Marchand-Balet Géraldine · Nationalrat · 2018-12-03
Marchand-Balet Géraldine · Nationalrat · Wallis · CVP-Fraktion · 2018-12-03
Wortprotokoll
Le groupe PDC n'est pas favorable aux quatre propositions de minorités suivantes.
La minorité Imark concerne l'article 16a. La minorité craint qu'en rendant ce système obligatoire en Suisse, certains transporteurs aériens internationaux se voient obligés de contribuer deux fois, une fois dans le système européen et une deuxième fois dans le système suisse. La minorité estime qu'il est important d'exclure explicitement cette éventualité aux alinéas 1 et 2 de l'article 16a. Pourtant, l'alinéa 2 de cet article prévoit déjà que cette exemption soit laissée à la responsabilité du Conseil fédéral. Il y est en effet indiqué que le Conseil fédéral "règle les exemptions pour les vols recensés par un autre système reconnu par le Conseil fédéral".
Le groupe PDC estime que les deux ajouts proposés par la minorité sont donc inutiles, d'abord parce que la Suisse a rappelé, avant de signer l'Accord de Paris, qu'une double contribution pour les transporteurs aériens était un "no-go", et puis parce qu'on imagine mal le Conseil fédéral pénaliser le transport aérien suisse en prévoyant d'éventuelles doubles contributions.
La minorité Wasserfallen Christian concerne l'article 17. Elle demande d'en rester à la teneur de la disposition prévue dans le projet du Conseil fédéral, qui est la suivante: "La taxe sur le CO2 perçue sur les combustibles est remboursée sur demande aux exploitants d'installations qui participent au SEQE." La majorité de la commission propose de compléter le texte afin que les centrales thermiques à combustibles fossiles ne puissent pas se faire rembourser leur taxe sur le CO2 si le prix des droits d'émissions est trop bas. Il s'agit ici de maintenir la pression sur les gros émetteurs de CO2, même en cas de dysfonctionnement du marché des droits d'émissions. En effet, il ne serait pas acceptable de faire ce cadeau alors que l'effort de ces gros émetteurs pourrait se relâcher. Le groupe PDC est favorable à la proposition de la majorité, qui contribue à garantir une certaine constance dans les efforts pour réduire les émissions de CO2.

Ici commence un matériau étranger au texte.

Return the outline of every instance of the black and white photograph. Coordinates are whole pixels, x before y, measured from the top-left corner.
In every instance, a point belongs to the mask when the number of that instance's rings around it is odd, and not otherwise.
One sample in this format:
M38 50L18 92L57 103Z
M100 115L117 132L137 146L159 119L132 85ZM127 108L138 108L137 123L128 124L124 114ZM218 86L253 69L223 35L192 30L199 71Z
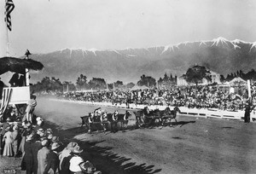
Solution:
M256 1L1 0L0 173L256 172Z

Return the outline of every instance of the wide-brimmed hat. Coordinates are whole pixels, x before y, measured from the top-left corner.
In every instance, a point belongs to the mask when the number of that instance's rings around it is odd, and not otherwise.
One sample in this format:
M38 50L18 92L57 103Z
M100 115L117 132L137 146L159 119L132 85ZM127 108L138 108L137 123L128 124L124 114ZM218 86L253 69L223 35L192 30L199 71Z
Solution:
M41 120L42 121L42 119L41 119L41 117L37 117L37 121L39 121L39 120Z
M10 129L10 126L6 127L6 128L5 128L5 131L9 130L9 129Z
M59 136L54 136L51 138L51 142L59 142Z
M58 142L54 142L54 143L52 143L50 148L51 148L52 150L55 150L55 149L56 149L57 148L59 148L60 146L61 146L61 145L60 145Z
M79 146L74 147L74 148L72 150L72 152L76 154L81 154L83 151L84 150Z
M33 135L30 134L29 136L26 136L26 140L32 140L33 139Z
M38 129L38 131L44 132L44 129L43 128L39 128L39 129Z
M51 130L50 128L48 128L48 129L46 130L46 131L47 131L47 132L52 133L52 130Z
M41 125L42 123L43 123L43 121L41 119L39 119L39 120L37 121L37 125Z
M77 145L78 145L77 142L69 142L69 143L67 144L67 148L72 150L72 149L73 149L74 147L76 147Z
M42 144L43 147L44 147L44 146L47 146L48 143L49 143L49 141L48 141L48 140L43 140L42 142L41 142L41 144Z
M13 127L13 130L15 131L15 130L19 130L19 127L17 125L15 125L14 127Z
M48 136L47 136L47 138L49 139L49 140L51 140L52 137L53 137L53 135L52 135L52 134L49 134Z

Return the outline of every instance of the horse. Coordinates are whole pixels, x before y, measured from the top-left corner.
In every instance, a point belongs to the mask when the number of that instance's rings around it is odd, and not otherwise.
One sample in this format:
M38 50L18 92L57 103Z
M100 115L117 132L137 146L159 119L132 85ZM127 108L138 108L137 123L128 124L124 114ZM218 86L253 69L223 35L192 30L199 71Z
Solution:
M101 107L96 108L92 113L89 113L88 116L80 117L82 119L81 127L85 125L88 127L88 132L91 132L91 127L93 125L99 124L103 128L104 133L107 130L106 125L108 124L108 120L104 119L104 113L106 112L102 110Z
M169 107L167 107L165 110L163 114L161 115L161 119L162 121L162 125L164 125L164 124L166 122L167 119L169 119L169 121L171 122L172 119L175 119L175 123L177 124L177 113L181 113L180 109L178 108L178 107L175 106L173 110L171 110ZM172 126L171 125L171 126Z
M136 120L139 128L143 125L152 125L154 123L155 119L159 119L159 122L163 126L167 119L171 120L176 119L177 113L181 112L177 107L175 107L173 110L171 110L169 107L167 107L165 110L160 111L159 109L155 109L150 111L148 107L145 107L143 109L134 112L136 116Z
M139 128L143 125L148 126L154 123L156 119L160 119L160 110L155 109L150 111L148 107L145 107L143 109L134 112L136 116L137 124Z
M129 118L131 116L131 113L127 110L125 111L125 113L119 113L116 110L113 113L108 113L108 119L110 122L112 131L113 131L113 125L114 125L115 129L117 129L117 124L119 122L121 124L121 130L124 131L124 128L127 128Z

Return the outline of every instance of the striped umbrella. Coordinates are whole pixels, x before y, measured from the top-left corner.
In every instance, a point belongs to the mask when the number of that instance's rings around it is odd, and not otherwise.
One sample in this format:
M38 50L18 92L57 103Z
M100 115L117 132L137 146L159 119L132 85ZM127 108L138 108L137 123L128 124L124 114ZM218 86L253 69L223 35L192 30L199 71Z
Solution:
M32 59L20 59L15 57L0 58L0 75L7 72L24 73L25 69L38 71L42 70L44 65Z

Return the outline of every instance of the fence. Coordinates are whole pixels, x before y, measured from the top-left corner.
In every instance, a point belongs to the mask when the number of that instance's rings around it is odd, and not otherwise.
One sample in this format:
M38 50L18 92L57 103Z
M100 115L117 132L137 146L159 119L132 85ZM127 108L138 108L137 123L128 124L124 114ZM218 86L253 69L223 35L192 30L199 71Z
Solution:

La proposition de la minorité Schilliger concerne l'article 19 alinéa 3. Cette minorité propose d'étendre les critères pris en compte pour déterminer le volume de droits d'émissions attribué à une entreprise et d'y intégrer les "particularités propres aux produits et à la production ainsi qu'à l'attribution gratuite au sein de l'UE".
L'idée d'attribuer les droits d'émissions sur une base qui soit la plus juste possible est louable, mais les critères d'attribution actuels suffisent. Le groupe PDC ne soutient donc pas cette proposition, qui génère des complications sans apporter de vraie plus-value.

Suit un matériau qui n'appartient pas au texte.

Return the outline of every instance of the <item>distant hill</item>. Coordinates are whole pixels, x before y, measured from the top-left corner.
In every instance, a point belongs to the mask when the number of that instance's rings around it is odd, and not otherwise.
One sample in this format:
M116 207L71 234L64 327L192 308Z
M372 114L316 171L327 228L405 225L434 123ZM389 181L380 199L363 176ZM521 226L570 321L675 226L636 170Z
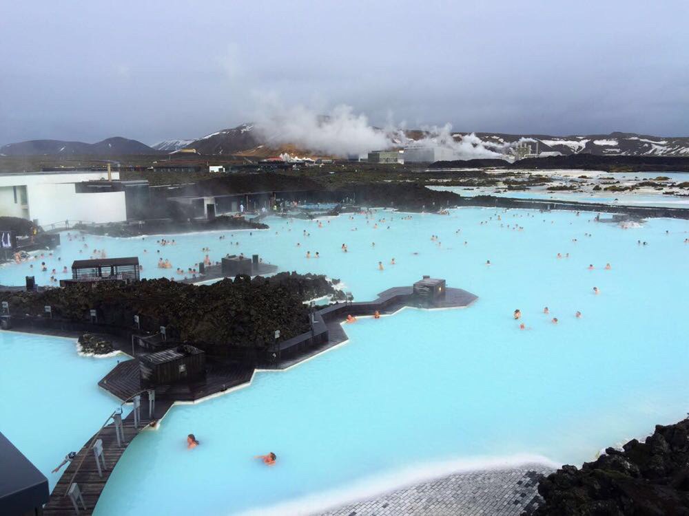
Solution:
M382 131L382 129L380 129ZM572 136L552 136L544 134L508 134L505 133L453 133L455 140L468 134L475 135L488 149L500 153L513 149L522 141L531 145L533 153L537 151L543 157L593 154L594 155L686 155L689 156L689 138L660 137L635 133L615 132L610 134L590 134ZM410 142L428 137L429 133L419 129L405 131ZM397 141L393 138L394 141ZM183 142L184 140L168 140ZM162 142L161 142L162 143ZM155 146L163 149L162 146ZM400 147L402 146L400 142ZM173 149L172 147L176 147ZM187 143L186 148L195 149L205 155L239 155L265 157L287 152L293 155L309 155L309 152L298 142L271 144L257 131L254 124L243 124L233 129L225 129ZM172 145L169 150L182 148ZM165 150L168 150L165 149Z
M151 146L152 149L155 149L156 151L167 151L167 152L174 152L174 151L178 151L181 149L184 149L185 147L190 147L189 144L193 143L194 140L163 140L162 142L158 142Z
M383 129L376 129L382 132ZM455 141L471 134L474 145L484 150L514 159L517 143L531 146L531 155L541 158L587 154L592 155L689 156L689 137L660 137L635 133L614 132L552 136L544 134L508 134L505 133L452 133ZM419 140L431 141L433 135L419 129L406 131L404 138L391 136L391 147L401 148ZM466 142L466 140L465 140ZM283 153L296 156L314 156L319 153L309 151L304 142L267 140L254 124L247 123L217 131L196 140L170 139L158 142L152 147L134 140L112 138L98 143L64 142L56 140L34 140L11 143L0 147L0 155L132 155L170 153L181 149L194 149L198 154L216 156L266 158ZM371 150L373 150L371 149ZM491 153L489 152L489 154ZM459 158L462 156L460 155ZM473 157L468 155L466 157ZM497 157L497 156L496 156Z
M466 135L467 133L455 133ZM522 140L532 147L532 151L548 153L546 155L593 154L595 155L687 155L689 137L652 136L636 133L614 132L610 134L588 134L573 136L551 136L544 134L504 134L475 133L486 147L514 144ZM544 156L545 157L545 156Z
M114 155L160 153L145 144L136 140L115 136L97 143L65 142L60 140L31 140L19 143L8 143L0 147L0 155Z

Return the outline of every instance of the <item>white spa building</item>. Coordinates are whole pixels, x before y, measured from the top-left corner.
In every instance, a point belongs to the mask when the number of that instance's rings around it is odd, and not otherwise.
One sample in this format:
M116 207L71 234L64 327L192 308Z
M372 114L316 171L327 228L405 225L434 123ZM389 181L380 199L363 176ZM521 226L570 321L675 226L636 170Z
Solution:
M119 179L112 172L112 179ZM76 184L105 180L107 172L70 171L0 173L0 216L20 217L39 226L127 219L123 191L77 193Z

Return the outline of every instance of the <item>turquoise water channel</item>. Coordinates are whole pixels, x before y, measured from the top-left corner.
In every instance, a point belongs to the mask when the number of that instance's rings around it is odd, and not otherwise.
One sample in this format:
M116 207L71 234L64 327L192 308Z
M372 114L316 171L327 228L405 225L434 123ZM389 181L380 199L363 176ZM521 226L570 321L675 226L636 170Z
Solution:
M479 297L464 309L360 319L347 325L350 341L338 348L174 407L158 430L127 449L97 514L307 513L462 468L580 464L683 418L689 222L656 219L622 229L593 222L594 215L378 211L322 219L322 228L269 218L266 230L165 237L175 246L156 245L160 237L86 237L108 256L138 256L152 276L158 255L187 268L207 246L214 260L256 252L281 270L340 278L358 301L424 274ZM71 244L59 251L63 261L83 246ZM307 259L307 250L320 257ZM21 283L25 266L0 274ZM517 308L526 330L513 319ZM192 451L189 433L200 442ZM274 466L254 458L269 451Z
M79 356L74 338L0 331L0 431L50 489L64 468L52 469L119 407L98 382L123 358Z

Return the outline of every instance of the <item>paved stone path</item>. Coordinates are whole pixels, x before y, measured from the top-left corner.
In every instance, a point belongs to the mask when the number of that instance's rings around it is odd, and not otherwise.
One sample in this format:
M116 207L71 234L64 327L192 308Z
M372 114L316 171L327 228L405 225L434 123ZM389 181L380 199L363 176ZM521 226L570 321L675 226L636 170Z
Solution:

La minorité Schilliger, à l'article 19, propose de biffer l'alinéa 5 ajouté par le Conseil fédéral. Cet alinéa prescrit que le Conseil fédéral peut réduire la quantité de droits d'émissions mis aux enchères si leur volume devient trop important. Pour le groupe PDC, il est capital de maintenir cette possibilité d'intervention du Conseil fédéral, car c'est une garantie de l'efficacité du marché et, donc, de cet outil. En effet, si les droits d'émissions sont très nombreux, leur prix risque de baisser: les entreprises ne seront alors plus motivées à poursuivre leurs efforts. Aussi ne soutenons-nous pas cette proposition de minorité.
Nous vous invitons, à tous ces articles, à suivre la majorité de la commission.